Our analysis was limited by the inconsistent categorization of the exposure variables, particularly those with more than two strata. As with any meta-analysis, we cannot exclude the possibility that other studies may have been missed during our literature search, or that studies that observed null effects were absent from the literature altogether. Nevertheless, we found little evidence of publication bias. A greater potential concern regarding data completeness is that some of the published studies on HRT or tamoxifen did not specifically report incidence of gastric cancer, and many registered tamoxifen trials are still unpublished (7).

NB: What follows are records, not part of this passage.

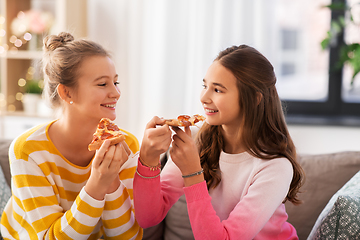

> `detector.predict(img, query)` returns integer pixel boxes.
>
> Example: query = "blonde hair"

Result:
[42,32,110,109]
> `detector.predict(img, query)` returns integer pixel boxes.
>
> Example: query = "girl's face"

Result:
[73,56,120,121]
[200,61,241,128]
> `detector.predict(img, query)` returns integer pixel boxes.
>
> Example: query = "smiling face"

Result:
[73,56,120,121]
[200,61,241,128]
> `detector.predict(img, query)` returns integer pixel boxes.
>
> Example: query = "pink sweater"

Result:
[134,152,298,240]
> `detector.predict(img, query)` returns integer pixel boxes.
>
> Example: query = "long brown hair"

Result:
[197,45,304,204]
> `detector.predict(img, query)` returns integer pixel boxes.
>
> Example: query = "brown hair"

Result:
[42,32,110,108]
[197,45,304,204]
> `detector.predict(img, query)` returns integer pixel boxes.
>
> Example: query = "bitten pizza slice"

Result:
[88,118,125,151]
[165,114,206,127]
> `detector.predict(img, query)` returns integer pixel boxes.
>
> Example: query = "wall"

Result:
[289,124,360,154]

Our inability to detect significant between-study heterogeneity may be due to the insensitivity of the Q statistic and/or limited sample sizes. Furthermore, insufficient data precluded analyses for histologic and anatomic subtypes, which might have varying associations with the reviewed exposures. We were also unable to evaluate HRT formulation (unopposed estrogen versus estrogen plus progesterone compounds) and duration of therapy.

Our finding about tamoxifen primarily reflects observational studies with unmeasured confounding of treatment assignment. Nevertheless, limited data from randomized controlled trials was consistent. The analyses of both the randomized trial and the observational cohort data were hampered by inclusion of groups with zero events, which we addressed by marginal analyses. While this analytic approach has recognized limitations (103), alternative approaches such as continuity corrections also have drawbacks (104). Furthermore, we could not account for the differences in dose and duration of tamoxifen treatment among studies. Thus, these results should be interpreted with caution.

We restricted our meta-analysis to associations with overt gastric cancer. However, given the recognized multistep process of gastric carcinogenesis (105), it is necessary to consider how estrogens might influence earlier stages such as intestinal metaplasia and dysplasia. Direct assessment of estrogens would be additionally informative, as studies to date are almost exclusively based on surrogate measures. Furthermore, the effect of other selective estrogen receptor modulating drugs on gastric carcinogenesis could be usefully examined.

In conclusion, our results are consistent with the hypothesis that estrogen’s effects may lower the risk of gastric cancer in women. Further studies are needed to extend these observations and identify the biologic bases of this epidemiologic association. Better understanding of how sex differences influence carcinogenesis would provide important insights into gastric cancer etiology.